What investors need to know about a potentially faster Fed taper
Published at : December 05, 2021
CNBC's Steve Liesman joins 'Squawk Box' to discuss key points from Federal Reserve Chair Jerome Powell's appearance in front of the Senate on Tuesday. For access to live and exclusive video from CNBC subscribe to CNBC PRO: https://cnb.cx/2NGeIvi
Stocks are up again on Wednesday, but market experts were not surprised that the Dow Jones Industrial Average tested new lows on Tuesday after Monday’s brief rally, and that was even before Federal Reserve Chair Jerome Powell surprised the market with a more hawkish tone amid the new Covid threat.
Monday’s rally was not made to last: the advance/decline rate (the number of stocks within the market that went up versus down) barely broke the 50% mark, and the winners were all in tech and defensive names rather than broader sector participation. On Tuesday, Apple’s outperformance versus almost everything else in the market suggested a flight to safety among stock investors that was about as close to bond buying as the equities market gets.
The up and down action suggests the market tug of war will continue, and the Fed will now be contributing more to the volatility. So what should investors make of Powell’s hawkish messaging before the Senate, indicating the Fed will discuss accelerating its taper timeline at its mid-December meeting and that the word he has favored on inflation, “transitory” should be retired from usage?
There’s plenty of speculation about why Powell pivoted during a new Covid fear cycle. Was it because Biden announced his reappointment to the Fed chair and he feels more freedom to act? Is he getting ahead of what could be tough confirmation hearings on Capitol Hill? Could Powell be using the omicron variant as an opportunity to send a more hawkish policy message, knowing he can ultimately pull back to a more dovish tone if the Covid scientific data worsens?
What the market knows for now is that Powell’s message on inflation and the potential for an accelerated taper is more hawkish, and if the omicron threat does not turn out to be dire, Powell has moved from the center of the Fed to a position more hawkish members have been stating for months.

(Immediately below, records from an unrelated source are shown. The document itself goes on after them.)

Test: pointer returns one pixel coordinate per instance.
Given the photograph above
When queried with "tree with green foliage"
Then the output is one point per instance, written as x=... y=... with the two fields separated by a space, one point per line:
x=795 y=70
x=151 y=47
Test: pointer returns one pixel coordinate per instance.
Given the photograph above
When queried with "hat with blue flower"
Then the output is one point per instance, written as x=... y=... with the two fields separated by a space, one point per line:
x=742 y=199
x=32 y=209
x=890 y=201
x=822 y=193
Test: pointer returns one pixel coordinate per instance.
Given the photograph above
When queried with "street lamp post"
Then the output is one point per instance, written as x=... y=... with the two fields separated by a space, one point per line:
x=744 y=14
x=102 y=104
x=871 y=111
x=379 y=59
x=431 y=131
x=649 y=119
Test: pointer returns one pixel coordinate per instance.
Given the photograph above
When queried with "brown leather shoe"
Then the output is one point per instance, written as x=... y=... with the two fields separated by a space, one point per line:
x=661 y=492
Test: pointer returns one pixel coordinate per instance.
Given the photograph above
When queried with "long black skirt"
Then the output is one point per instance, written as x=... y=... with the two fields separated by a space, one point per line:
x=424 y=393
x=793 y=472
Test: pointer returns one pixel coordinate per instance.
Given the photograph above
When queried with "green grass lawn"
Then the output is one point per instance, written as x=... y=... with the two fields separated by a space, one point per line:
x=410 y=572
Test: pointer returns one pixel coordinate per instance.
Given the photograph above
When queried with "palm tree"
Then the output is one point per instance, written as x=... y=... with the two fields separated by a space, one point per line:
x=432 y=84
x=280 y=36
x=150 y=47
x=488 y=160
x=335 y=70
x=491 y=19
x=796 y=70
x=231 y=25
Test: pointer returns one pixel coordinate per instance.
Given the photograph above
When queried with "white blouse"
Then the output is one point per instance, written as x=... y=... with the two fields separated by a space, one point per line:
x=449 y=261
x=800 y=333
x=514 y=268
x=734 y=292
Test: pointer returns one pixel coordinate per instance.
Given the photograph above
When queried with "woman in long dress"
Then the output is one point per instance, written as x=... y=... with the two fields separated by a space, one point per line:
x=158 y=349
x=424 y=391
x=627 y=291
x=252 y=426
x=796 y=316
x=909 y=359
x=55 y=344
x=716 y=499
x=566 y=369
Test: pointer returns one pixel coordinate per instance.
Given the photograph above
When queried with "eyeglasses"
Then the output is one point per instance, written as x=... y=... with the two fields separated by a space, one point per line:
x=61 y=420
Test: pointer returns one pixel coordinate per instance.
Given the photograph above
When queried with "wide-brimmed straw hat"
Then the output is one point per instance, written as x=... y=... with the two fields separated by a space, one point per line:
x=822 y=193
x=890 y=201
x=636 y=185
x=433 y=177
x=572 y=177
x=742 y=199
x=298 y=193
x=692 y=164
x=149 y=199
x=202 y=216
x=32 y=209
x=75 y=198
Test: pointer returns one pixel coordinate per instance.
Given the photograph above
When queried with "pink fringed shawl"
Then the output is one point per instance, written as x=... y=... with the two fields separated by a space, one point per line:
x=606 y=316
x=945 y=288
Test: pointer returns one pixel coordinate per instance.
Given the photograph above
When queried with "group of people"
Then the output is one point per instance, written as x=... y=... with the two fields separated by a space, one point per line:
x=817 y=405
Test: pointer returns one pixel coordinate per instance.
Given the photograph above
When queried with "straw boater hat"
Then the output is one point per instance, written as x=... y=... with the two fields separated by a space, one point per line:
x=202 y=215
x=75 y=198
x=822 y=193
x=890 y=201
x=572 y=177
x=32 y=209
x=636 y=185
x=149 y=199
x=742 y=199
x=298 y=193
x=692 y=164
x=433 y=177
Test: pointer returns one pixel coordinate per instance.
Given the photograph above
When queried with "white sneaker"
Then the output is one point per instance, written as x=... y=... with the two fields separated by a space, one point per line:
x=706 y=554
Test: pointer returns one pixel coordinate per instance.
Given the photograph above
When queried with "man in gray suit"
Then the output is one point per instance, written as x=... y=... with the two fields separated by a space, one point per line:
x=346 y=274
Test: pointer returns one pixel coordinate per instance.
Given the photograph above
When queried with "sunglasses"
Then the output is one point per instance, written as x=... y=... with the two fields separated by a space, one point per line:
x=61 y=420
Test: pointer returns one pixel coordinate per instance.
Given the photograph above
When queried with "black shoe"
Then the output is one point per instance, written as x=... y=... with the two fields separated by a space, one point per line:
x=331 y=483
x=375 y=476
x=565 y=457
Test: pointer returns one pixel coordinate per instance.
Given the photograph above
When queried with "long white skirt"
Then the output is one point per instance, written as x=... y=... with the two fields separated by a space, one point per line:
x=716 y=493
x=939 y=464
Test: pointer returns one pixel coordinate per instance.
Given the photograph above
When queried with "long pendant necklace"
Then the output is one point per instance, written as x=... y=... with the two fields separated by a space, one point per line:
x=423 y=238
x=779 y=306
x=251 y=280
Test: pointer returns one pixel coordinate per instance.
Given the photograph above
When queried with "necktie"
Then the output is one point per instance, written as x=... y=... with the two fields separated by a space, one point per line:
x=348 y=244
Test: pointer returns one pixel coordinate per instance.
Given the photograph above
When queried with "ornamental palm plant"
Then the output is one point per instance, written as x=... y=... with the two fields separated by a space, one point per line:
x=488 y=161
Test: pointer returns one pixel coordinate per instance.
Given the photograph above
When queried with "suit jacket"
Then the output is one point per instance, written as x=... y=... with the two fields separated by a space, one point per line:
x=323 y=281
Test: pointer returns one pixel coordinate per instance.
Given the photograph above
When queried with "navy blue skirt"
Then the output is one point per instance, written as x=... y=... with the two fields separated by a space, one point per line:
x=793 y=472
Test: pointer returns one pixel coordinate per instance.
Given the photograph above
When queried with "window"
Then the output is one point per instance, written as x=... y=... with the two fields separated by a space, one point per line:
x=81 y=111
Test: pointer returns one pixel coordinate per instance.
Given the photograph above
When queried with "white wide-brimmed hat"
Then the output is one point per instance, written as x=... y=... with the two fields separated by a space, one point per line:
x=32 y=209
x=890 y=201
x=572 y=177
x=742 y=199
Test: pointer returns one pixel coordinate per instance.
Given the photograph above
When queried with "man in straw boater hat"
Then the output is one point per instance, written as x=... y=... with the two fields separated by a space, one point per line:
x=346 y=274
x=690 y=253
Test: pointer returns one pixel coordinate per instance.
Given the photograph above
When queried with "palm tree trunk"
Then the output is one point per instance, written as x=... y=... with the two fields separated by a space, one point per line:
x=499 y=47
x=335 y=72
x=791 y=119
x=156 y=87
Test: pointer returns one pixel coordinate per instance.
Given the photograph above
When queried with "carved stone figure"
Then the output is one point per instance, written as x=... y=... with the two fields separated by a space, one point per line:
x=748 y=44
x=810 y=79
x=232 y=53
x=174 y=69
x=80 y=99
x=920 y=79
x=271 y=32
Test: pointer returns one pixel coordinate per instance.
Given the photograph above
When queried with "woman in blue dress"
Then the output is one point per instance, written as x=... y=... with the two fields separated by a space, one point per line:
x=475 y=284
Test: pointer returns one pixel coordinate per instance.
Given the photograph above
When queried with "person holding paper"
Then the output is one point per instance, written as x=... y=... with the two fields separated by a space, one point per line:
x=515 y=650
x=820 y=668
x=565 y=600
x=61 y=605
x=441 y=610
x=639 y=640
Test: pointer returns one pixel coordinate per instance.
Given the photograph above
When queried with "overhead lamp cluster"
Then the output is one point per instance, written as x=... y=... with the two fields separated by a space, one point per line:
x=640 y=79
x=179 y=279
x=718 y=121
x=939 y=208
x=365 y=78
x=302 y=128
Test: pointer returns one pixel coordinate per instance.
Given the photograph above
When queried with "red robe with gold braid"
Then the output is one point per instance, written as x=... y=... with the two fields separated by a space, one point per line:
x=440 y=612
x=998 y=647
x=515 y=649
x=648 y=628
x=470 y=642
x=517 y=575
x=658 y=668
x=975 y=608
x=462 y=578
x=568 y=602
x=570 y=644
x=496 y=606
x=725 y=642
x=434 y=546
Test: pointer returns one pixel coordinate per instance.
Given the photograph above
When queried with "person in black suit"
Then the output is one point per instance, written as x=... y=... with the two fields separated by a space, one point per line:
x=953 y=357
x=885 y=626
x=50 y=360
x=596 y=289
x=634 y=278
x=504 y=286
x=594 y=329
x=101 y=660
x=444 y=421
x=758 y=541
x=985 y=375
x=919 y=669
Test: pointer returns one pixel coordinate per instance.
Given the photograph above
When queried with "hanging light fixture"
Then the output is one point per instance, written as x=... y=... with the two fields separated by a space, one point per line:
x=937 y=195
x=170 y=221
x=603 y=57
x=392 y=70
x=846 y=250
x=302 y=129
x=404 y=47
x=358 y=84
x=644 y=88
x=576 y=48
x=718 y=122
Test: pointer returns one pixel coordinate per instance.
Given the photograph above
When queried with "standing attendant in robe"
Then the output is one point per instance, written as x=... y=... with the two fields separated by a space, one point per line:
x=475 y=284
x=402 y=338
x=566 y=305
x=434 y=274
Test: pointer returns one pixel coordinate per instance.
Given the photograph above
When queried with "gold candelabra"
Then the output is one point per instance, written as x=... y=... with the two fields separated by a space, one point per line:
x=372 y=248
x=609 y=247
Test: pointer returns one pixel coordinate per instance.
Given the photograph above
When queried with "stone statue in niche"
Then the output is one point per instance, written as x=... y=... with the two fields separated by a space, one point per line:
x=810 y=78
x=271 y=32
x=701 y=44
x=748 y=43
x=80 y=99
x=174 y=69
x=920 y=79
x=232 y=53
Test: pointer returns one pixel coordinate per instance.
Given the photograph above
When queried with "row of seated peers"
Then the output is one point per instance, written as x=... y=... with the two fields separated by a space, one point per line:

There is a risk that the omicron variant intensifies the supply chain issues that the global economy already is experiencing, and the related inflation, which could add pressure on the Fed to act more based on the threat of inflation than a new Covid outbreak it sees the economy as being able to handle. The Fed and Powell are on record as saying the economy has “learned” to live with Covid and each new Covid wave has done less damage to the economy.
“What we’ve seen is with successive waves of Covid over the past year and some months now, there has tended to be less in the way of economic implications from each wave,” Powell said at a press conference that came after a summer two-day meeting of the Federal Open Market Committee. “We’ve kind of learned to live with it, a lot of industries have kind of improvised their way around it,” Powell said.
In his Senate testimony this week, Powell said the omicron variant does potentially complicate the inflation threat, and inflation being sticky may continue to be the main fear of the Fed rather than omicron itself, until proven otherwise.
Experts provided CNBC with a variety of views, both positives and negatives, from Powell’s evolving position on the taper and inflation.
Fed messaging will continue to be volatility issue for stocks
What the markets are experiencing now is a preview of a period of Fed messaging that may continue to add volatility on top of the omicron situation, says David Zervos, chief market strategist at Jefferies.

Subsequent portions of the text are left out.